Lawrence Berkeley National Laboratory
A scalable sparse Cholesky based approach for learning high-dimensional covariance matrices in ordered data
- Author(s): Khare, Kshitij
- Oh, Sang-Yun
- Rahman, Syed
- Rajaratnam, Bala
- et al.
Published Web Locationhttps://doi.org/10.1007/s10994-019-05810-5
© 2019, The Author(s), under exclusive licence to Springer Science+Business Media LLC, part of Springer Nature. Covariance estimation for high-dimensional datasets is a fundamental problem in machine learning, and has numerous applications. In these high-dimensional settings the number of features or variables p is typically larger than the sample size n. A popular way of tackling this challenge is to induce sparsity in the covariance matrix, its inverse or a relevant transformation. In many applications, the data come with a natural ordering. In such settings, methods inducing sparsity in the Cholesky parameter of the inverse covariance matrix can be quite useful. Such methods are also better positioned to yield a positive definite estimate of the covariance matrix, a critical requirement for several downstream applications. Despite some important advances in this area, a principled approach to general sparse-Cholesky based covariance estimation with both statistical and algorithmic convergence safeguards has been elusive. In particular, the two popular likelihood based methods proposed in the literature either do not lead to a well-defined estimator in high-dimensional settings, or consider only a restrictive class of models. In this paper, we propose a principled and general method for sparse-Cholesky based covariance estimation that aims to overcome some of the shortcomings of current methods, but retains their respective strengths.
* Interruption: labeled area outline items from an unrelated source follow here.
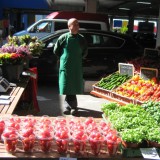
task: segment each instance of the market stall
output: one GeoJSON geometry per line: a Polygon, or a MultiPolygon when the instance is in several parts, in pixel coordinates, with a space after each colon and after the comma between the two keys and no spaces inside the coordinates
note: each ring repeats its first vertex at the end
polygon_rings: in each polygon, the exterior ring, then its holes
{"type": "MultiPolygon", "coordinates": [[[[0,157],[127,159],[128,155],[121,151],[118,139],[114,145],[109,145],[109,141],[106,143],[102,132],[104,125],[102,118],[93,117],[3,116],[0,121],[1,131],[4,127],[0,157]],[[83,127],[86,130],[84,134],[83,127]],[[100,134],[96,127],[99,127],[100,134]]],[[[140,160],[142,156],[134,159],[140,160]]]]}

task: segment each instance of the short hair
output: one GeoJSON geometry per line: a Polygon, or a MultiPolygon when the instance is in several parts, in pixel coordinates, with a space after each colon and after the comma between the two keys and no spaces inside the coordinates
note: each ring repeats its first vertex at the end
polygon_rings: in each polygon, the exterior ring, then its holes
{"type": "Polygon", "coordinates": [[[74,21],[77,21],[77,19],[76,18],[70,18],[69,20],[68,20],[68,26],[70,26],[74,21]]]}

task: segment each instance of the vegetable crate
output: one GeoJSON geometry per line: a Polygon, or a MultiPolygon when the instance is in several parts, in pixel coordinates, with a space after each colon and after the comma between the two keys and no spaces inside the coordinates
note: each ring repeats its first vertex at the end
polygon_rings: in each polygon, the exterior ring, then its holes
{"type": "Polygon", "coordinates": [[[132,98],[129,98],[129,97],[125,97],[125,96],[122,96],[122,95],[119,95],[115,92],[112,92],[112,97],[113,98],[116,98],[120,101],[124,101],[124,102],[127,102],[127,103],[134,103],[134,99],[132,98]]]}
{"type": "Polygon", "coordinates": [[[100,93],[100,94],[102,94],[102,95],[111,96],[111,91],[110,91],[110,90],[106,90],[106,89],[103,89],[103,88],[98,87],[98,86],[97,86],[97,83],[94,84],[94,85],[92,86],[92,88],[93,88],[93,92],[98,92],[98,93],[100,93]]]}
{"type": "MultiPolygon", "coordinates": [[[[160,155],[160,148],[156,148],[158,155],[160,155]]],[[[122,157],[125,158],[136,158],[142,157],[140,148],[121,148],[122,157]]]]}

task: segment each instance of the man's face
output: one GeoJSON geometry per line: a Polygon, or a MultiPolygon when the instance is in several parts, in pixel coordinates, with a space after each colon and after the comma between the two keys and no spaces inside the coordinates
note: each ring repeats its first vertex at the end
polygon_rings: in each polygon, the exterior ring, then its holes
{"type": "Polygon", "coordinates": [[[68,26],[69,30],[71,31],[72,34],[77,34],[79,30],[79,23],[77,20],[74,20],[71,22],[68,26]]]}

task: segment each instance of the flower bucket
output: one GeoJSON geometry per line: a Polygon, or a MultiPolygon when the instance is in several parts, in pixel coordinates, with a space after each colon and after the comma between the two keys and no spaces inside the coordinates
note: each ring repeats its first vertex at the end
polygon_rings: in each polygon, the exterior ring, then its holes
{"type": "Polygon", "coordinates": [[[18,82],[23,71],[23,64],[3,65],[2,74],[9,82],[18,82]]]}

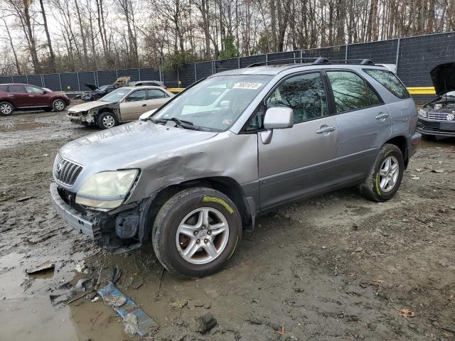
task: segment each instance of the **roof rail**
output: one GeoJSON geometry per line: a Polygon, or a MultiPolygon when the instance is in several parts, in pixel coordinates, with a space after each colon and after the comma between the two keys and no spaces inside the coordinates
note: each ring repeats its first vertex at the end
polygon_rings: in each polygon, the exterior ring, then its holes
{"type": "Polygon", "coordinates": [[[284,58],[276,59],[274,60],[267,60],[264,62],[254,63],[249,65],[247,67],[252,67],[253,66],[259,66],[263,65],[267,65],[269,63],[284,62],[286,60],[307,60],[311,62],[312,65],[317,65],[320,64],[360,64],[362,65],[374,65],[375,63],[370,59],[333,59],[328,60],[323,57],[311,58],[304,57],[301,58],[284,58]]]}
{"type": "MultiPolygon", "coordinates": [[[[328,60],[327,60],[326,58],[323,58],[321,57],[318,57],[318,58],[311,58],[311,57],[303,57],[301,58],[283,58],[283,59],[275,59],[274,60],[267,60],[264,62],[259,62],[259,63],[254,63],[252,64],[249,65],[248,66],[247,66],[247,67],[252,67],[253,66],[259,66],[259,65],[267,65],[269,63],[276,63],[276,62],[284,62],[285,60],[307,60],[308,62],[311,62],[313,64],[316,63],[316,62],[319,60],[326,60],[326,62],[325,63],[328,63],[328,60]]],[[[317,64],[322,64],[322,63],[317,63],[317,64]]]]}

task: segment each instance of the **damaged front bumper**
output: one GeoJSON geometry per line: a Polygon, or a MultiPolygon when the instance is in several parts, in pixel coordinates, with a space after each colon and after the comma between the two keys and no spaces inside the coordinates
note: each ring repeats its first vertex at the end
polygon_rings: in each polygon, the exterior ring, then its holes
{"type": "MultiPolygon", "coordinates": [[[[120,253],[136,249],[149,239],[150,231],[147,227],[151,224],[145,212],[149,212],[154,197],[108,212],[82,212],[80,210],[76,210],[67,202],[67,194],[71,197],[74,193],[59,190],[55,182],[50,183],[50,191],[52,203],[58,215],[101,247],[120,253]]],[[[71,202],[70,199],[69,201],[71,202]]]]}

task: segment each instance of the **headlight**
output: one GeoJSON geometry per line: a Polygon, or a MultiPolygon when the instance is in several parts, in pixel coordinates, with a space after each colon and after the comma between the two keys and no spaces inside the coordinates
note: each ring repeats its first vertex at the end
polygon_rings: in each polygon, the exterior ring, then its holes
{"type": "Polygon", "coordinates": [[[139,170],[129,169],[98,173],[85,181],[76,195],[76,203],[110,210],[119,206],[139,170]]]}

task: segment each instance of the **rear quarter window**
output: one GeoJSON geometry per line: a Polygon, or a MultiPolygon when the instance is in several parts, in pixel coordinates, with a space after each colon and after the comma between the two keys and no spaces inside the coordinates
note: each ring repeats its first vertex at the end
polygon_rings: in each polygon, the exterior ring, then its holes
{"type": "Polygon", "coordinates": [[[381,85],[395,94],[397,97],[405,99],[411,96],[403,83],[390,71],[376,69],[363,69],[367,75],[373,77],[381,85]]]}

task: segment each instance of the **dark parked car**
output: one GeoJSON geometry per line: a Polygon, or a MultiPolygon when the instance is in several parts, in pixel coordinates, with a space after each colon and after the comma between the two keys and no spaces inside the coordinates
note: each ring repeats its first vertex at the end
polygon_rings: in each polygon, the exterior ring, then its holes
{"type": "Polygon", "coordinates": [[[70,104],[65,94],[28,84],[0,84],[0,115],[14,110],[42,109],[61,112],[70,104]]]}
{"type": "Polygon", "coordinates": [[[455,63],[430,71],[438,97],[419,110],[417,131],[424,135],[455,136],[455,63]]]}

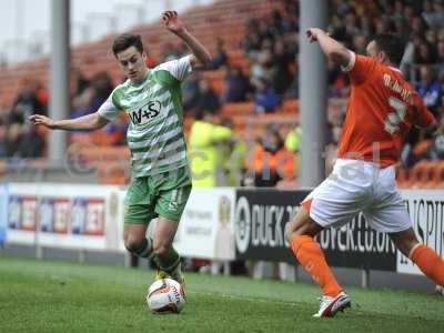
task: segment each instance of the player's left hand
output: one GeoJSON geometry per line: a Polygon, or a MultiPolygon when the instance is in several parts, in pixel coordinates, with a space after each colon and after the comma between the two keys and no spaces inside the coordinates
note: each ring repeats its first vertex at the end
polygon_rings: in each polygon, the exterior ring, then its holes
{"type": "Polygon", "coordinates": [[[162,20],[165,23],[168,30],[175,34],[180,34],[185,31],[185,26],[179,19],[178,12],[174,10],[169,10],[162,13],[162,20]]]}
{"type": "MultiPolygon", "coordinates": [[[[305,31],[306,38],[309,39],[309,41],[312,43],[314,41],[317,41],[317,37],[321,34],[327,34],[325,33],[324,30],[319,29],[319,28],[309,28],[305,31]]],[[[327,34],[329,36],[329,34],[327,34]]]]}

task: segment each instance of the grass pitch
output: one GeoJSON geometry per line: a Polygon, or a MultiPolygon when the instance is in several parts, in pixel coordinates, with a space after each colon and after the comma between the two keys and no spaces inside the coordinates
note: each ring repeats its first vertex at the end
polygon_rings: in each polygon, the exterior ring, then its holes
{"type": "Polygon", "coordinates": [[[313,285],[191,273],[184,311],[154,315],[152,276],[0,256],[0,332],[444,332],[437,295],[349,287],[352,309],[319,320],[313,285]]]}

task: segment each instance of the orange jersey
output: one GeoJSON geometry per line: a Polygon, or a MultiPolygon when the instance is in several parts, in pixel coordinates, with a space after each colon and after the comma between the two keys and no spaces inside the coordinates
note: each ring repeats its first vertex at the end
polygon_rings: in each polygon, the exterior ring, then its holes
{"type": "Polygon", "coordinates": [[[433,114],[398,69],[352,52],[345,70],[352,91],[337,157],[381,167],[396,163],[412,125],[430,127],[433,114]]]}

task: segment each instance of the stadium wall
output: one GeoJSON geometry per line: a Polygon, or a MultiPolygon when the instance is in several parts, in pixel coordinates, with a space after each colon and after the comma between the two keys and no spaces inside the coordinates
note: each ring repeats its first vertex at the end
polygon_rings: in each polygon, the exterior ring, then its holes
{"type": "MultiPolygon", "coordinates": [[[[294,264],[284,240],[284,228],[307,192],[233,188],[193,190],[175,246],[189,258],[294,264]]],[[[124,254],[124,188],[111,185],[2,185],[0,241],[3,234],[7,246],[124,254]]],[[[420,240],[443,255],[442,191],[404,190],[401,193],[420,240]]],[[[151,230],[154,224],[151,223],[151,230]]],[[[417,268],[395,250],[386,234],[369,228],[362,214],[340,229],[324,231],[317,241],[333,266],[421,275],[417,268]]]]}

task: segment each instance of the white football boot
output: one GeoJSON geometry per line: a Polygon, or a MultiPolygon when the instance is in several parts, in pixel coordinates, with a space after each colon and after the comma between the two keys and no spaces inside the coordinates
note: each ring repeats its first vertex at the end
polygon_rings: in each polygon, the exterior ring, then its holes
{"type": "Polygon", "coordinates": [[[344,292],[340,292],[335,297],[322,296],[320,301],[320,311],[313,314],[314,317],[334,316],[339,311],[343,312],[352,305],[352,299],[344,292]]]}

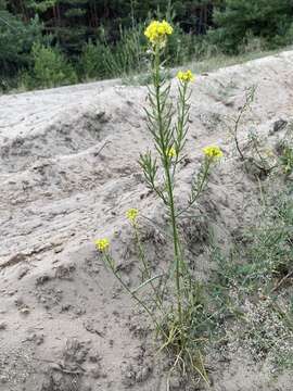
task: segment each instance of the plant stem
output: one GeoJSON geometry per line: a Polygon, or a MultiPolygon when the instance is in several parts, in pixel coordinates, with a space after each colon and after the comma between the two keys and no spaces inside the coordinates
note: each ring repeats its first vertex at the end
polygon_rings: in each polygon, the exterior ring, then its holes
{"type": "Polygon", "coordinates": [[[179,237],[177,230],[177,222],[176,222],[176,211],[174,204],[174,192],[173,192],[173,181],[170,175],[170,161],[168,157],[168,146],[165,140],[165,128],[164,122],[162,117],[162,105],[161,105],[161,79],[160,79],[160,48],[155,48],[154,53],[154,74],[153,81],[155,86],[155,103],[156,103],[156,112],[157,112],[157,125],[158,125],[158,136],[160,136],[160,147],[162,151],[162,163],[165,171],[165,179],[167,186],[168,193],[168,207],[171,219],[171,229],[173,229],[173,244],[174,244],[174,255],[175,255],[175,264],[176,264],[176,295],[177,295],[177,311],[178,311],[178,319],[179,324],[182,325],[182,305],[181,305],[181,289],[180,289],[180,278],[181,278],[181,257],[180,257],[180,245],[179,245],[179,237]]]}

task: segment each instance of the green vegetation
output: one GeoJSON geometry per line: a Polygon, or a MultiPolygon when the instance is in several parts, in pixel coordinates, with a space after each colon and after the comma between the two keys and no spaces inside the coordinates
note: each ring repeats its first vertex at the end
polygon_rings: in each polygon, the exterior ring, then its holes
{"type": "Polygon", "coordinates": [[[0,89],[144,73],[152,17],[174,25],[174,67],[291,45],[292,16],[291,0],[0,0],[0,89]]]}

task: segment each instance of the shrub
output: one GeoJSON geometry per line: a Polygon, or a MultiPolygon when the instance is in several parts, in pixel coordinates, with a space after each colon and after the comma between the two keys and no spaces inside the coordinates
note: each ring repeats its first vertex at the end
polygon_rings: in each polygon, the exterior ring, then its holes
{"type": "Polygon", "coordinates": [[[77,81],[76,72],[56,48],[40,43],[33,46],[34,67],[29,75],[28,87],[55,87],[77,81]]]}
{"type": "Polygon", "coordinates": [[[292,15],[291,0],[225,0],[214,13],[217,28],[209,31],[209,38],[230,53],[238,52],[247,37],[263,37],[268,46],[280,46],[292,15]]]}

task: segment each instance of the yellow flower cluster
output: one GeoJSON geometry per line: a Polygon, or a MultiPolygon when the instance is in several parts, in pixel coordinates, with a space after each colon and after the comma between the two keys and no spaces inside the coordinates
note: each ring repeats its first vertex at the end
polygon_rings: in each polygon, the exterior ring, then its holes
{"type": "Polygon", "coordinates": [[[109,249],[110,241],[106,238],[98,239],[94,241],[94,244],[99,251],[104,252],[109,249]]]}
{"type": "Polygon", "coordinates": [[[135,207],[131,207],[126,212],[126,217],[129,219],[130,223],[135,224],[138,217],[139,211],[135,207]]]}
{"type": "Polygon", "coordinates": [[[209,146],[203,149],[204,154],[211,160],[217,160],[222,156],[222,152],[219,147],[209,146]]]}
{"type": "Polygon", "coordinates": [[[167,36],[171,34],[173,34],[173,27],[166,21],[163,22],[153,21],[144,30],[145,37],[153,45],[164,42],[167,36]]]}
{"type": "Polygon", "coordinates": [[[177,74],[177,78],[182,83],[189,83],[194,80],[194,75],[190,70],[186,72],[179,71],[177,74]]]}
{"type": "Polygon", "coordinates": [[[171,148],[168,150],[168,156],[169,156],[169,157],[176,157],[176,156],[177,156],[176,149],[175,149],[174,147],[171,147],[171,148]]]}

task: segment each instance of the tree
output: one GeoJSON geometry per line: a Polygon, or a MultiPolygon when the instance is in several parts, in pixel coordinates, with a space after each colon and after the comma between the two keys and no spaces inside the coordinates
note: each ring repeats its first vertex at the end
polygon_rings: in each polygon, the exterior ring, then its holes
{"type": "Polygon", "coordinates": [[[27,66],[34,41],[41,39],[41,24],[38,17],[23,22],[8,10],[0,0],[0,75],[13,76],[27,66]]]}
{"type": "Polygon", "coordinates": [[[216,29],[209,36],[227,52],[235,52],[246,37],[275,41],[285,37],[293,16],[292,0],[218,0],[216,29]]]}

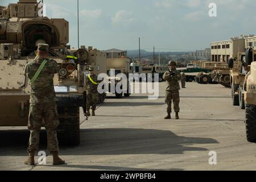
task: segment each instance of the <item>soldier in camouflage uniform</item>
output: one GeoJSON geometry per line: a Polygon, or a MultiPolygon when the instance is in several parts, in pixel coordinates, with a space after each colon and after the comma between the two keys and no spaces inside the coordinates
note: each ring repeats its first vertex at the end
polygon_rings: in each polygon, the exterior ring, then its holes
{"type": "Polygon", "coordinates": [[[53,165],[64,164],[59,157],[59,143],[56,129],[59,121],[56,105],[56,98],[53,78],[59,73],[59,67],[54,60],[47,58],[48,55],[48,44],[39,44],[36,58],[25,67],[24,74],[30,79],[31,86],[30,107],[28,128],[30,130],[28,158],[24,162],[27,165],[35,165],[34,154],[39,150],[40,130],[43,119],[47,133],[48,149],[53,157],[53,165]],[[40,70],[44,63],[44,67],[40,70]],[[36,77],[36,73],[39,73],[36,77]]]}
{"type": "Polygon", "coordinates": [[[184,72],[182,72],[180,73],[181,75],[181,87],[182,88],[185,88],[186,86],[186,75],[185,75],[185,73],[184,72]]]}
{"type": "Polygon", "coordinates": [[[95,110],[96,109],[96,105],[98,102],[98,76],[94,74],[94,68],[90,68],[89,69],[89,74],[86,77],[86,115],[89,116],[90,107],[91,107],[92,112],[92,115],[95,115],[95,110]]]}
{"type": "Polygon", "coordinates": [[[174,111],[176,113],[176,119],[179,119],[179,113],[180,107],[179,90],[180,89],[179,81],[180,80],[180,73],[176,69],[176,64],[171,61],[169,62],[170,70],[166,72],[163,76],[164,80],[166,80],[166,103],[167,104],[167,116],[164,118],[166,119],[171,119],[171,113],[172,112],[171,104],[172,101],[174,102],[174,111]]]}

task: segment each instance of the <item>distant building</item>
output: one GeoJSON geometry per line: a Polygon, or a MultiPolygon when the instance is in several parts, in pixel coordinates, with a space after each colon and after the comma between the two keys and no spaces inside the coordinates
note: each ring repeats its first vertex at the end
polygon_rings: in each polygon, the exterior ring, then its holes
{"type": "Polygon", "coordinates": [[[210,48],[206,48],[204,50],[192,52],[190,54],[190,57],[194,60],[210,60],[210,48]]]}
{"type": "Polygon", "coordinates": [[[111,49],[105,52],[106,53],[107,59],[127,57],[127,51],[111,49]]]}

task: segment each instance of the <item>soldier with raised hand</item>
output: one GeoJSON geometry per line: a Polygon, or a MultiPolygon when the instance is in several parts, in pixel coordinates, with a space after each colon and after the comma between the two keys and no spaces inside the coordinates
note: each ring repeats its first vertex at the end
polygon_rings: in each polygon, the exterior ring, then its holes
{"type": "Polygon", "coordinates": [[[181,87],[182,88],[184,89],[185,88],[186,86],[186,75],[184,71],[183,71],[181,73],[180,73],[181,75],[181,87]]]}
{"type": "Polygon", "coordinates": [[[94,68],[89,69],[89,75],[86,77],[86,115],[89,116],[90,108],[92,108],[92,115],[95,115],[97,103],[98,102],[98,76],[94,73],[94,68]]]}
{"type": "Polygon", "coordinates": [[[169,70],[166,72],[163,76],[164,80],[166,80],[166,104],[167,104],[167,116],[164,118],[166,119],[171,119],[171,113],[172,112],[171,104],[174,102],[174,109],[176,113],[176,119],[179,119],[179,113],[180,111],[180,90],[179,81],[180,80],[180,73],[176,69],[176,64],[173,61],[169,62],[169,70]]]}
{"type": "Polygon", "coordinates": [[[39,44],[37,56],[25,67],[24,74],[31,86],[28,128],[30,130],[27,165],[35,165],[35,152],[39,150],[40,131],[43,119],[47,133],[48,150],[53,157],[53,164],[65,164],[59,157],[57,127],[59,125],[53,77],[59,73],[57,63],[47,58],[49,45],[39,44]]]}

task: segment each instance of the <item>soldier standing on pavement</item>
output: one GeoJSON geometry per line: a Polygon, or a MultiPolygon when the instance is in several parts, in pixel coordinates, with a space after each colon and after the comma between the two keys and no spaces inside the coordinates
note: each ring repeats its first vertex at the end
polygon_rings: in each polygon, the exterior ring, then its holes
{"type": "Polygon", "coordinates": [[[53,164],[65,164],[59,157],[57,127],[59,125],[53,77],[59,73],[57,63],[47,58],[49,45],[39,44],[37,56],[25,67],[24,74],[31,86],[28,128],[30,130],[27,165],[35,165],[35,152],[39,150],[40,130],[43,119],[47,133],[48,150],[53,157],[53,164]]]}
{"type": "Polygon", "coordinates": [[[185,88],[186,86],[186,75],[185,75],[185,73],[184,72],[182,72],[180,73],[181,75],[181,87],[182,88],[184,89],[185,88]]]}
{"type": "Polygon", "coordinates": [[[179,81],[180,80],[180,73],[176,69],[176,64],[173,61],[169,62],[169,71],[166,72],[163,76],[166,80],[166,104],[167,104],[167,116],[166,119],[171,119],[171,113],[172,112],[172,101],[174,102],[174,109],[176,113],[176,119],[179,119],[179,113],[180,111],[180,90],[179,81]]]}
{"type": "Polygon", "coordinates": [[[93,68],[89,69],[89,73],[86,77],[86,115],[89,116],[90,107],[92,107],[93,116],[95,115],[95,110],[98,102],[98,76],[94,74],[93,68]]]}

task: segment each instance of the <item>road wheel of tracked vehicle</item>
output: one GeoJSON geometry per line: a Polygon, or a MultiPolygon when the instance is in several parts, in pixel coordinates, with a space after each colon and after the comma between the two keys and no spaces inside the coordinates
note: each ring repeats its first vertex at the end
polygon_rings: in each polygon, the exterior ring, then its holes
{"type": "Polygon", "coordinates": [[[240,108],[241,109],[245,109],[245,99],[243,97],[243,94],[242,93],[242,87],[239,87],[239,105],[240,106],[240,108]]]}
{"type": "Polygon", "coordinates": [[[200,77],[200,82],[201,84],[208,84],[209,81],[209,79],[207,75],[203,75],[200,77]]]}
{"type": "Polygon", "coordinates": [[[256,142],[256,106],[247,105],[246,110],[246,137],[249,142],[256,142]]]}
{"type": "Polygon", "coordinates": [[[117,98],[122,98],[123,97],[123,93],[118,93],[115,92],[115,97],[117,98]]]}
{"type": "Polygon", "coordinates": [[[231,96],[233,106],[239,106],[239,95],[235,94],[235,92],[238,89],[238,85],[232,85],[231,87],[231,96]]]}
{"type": "Polygon", "coordinates": [[[196,77],[195,77],[195,81],[196,82],[197,84],[200,84],[200,82],[199,82],[199,77],[197,77],[197,76],[196,76],[196,77]]]}
{"type": "Polygon", "coordinates": [[[76,146],[80,143],[79,107],[58,107],[60,125],[57,137],[60,145],[76,146]]]}

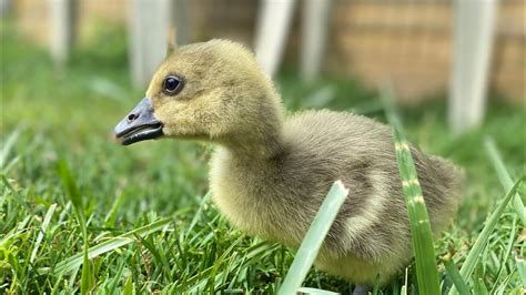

We obtain a jointly convex formulation for our objective function, and show that it leads to rigorous convergence guarantees and well-defined estimators, even when p> n. Very importantly, the approach always leads to a positive definite and symmetric estimator of the covariance matrix. We establish both high-dimensional estimation and selection consistency, and also demonstrate excellent finite sample performance on simulated/real data.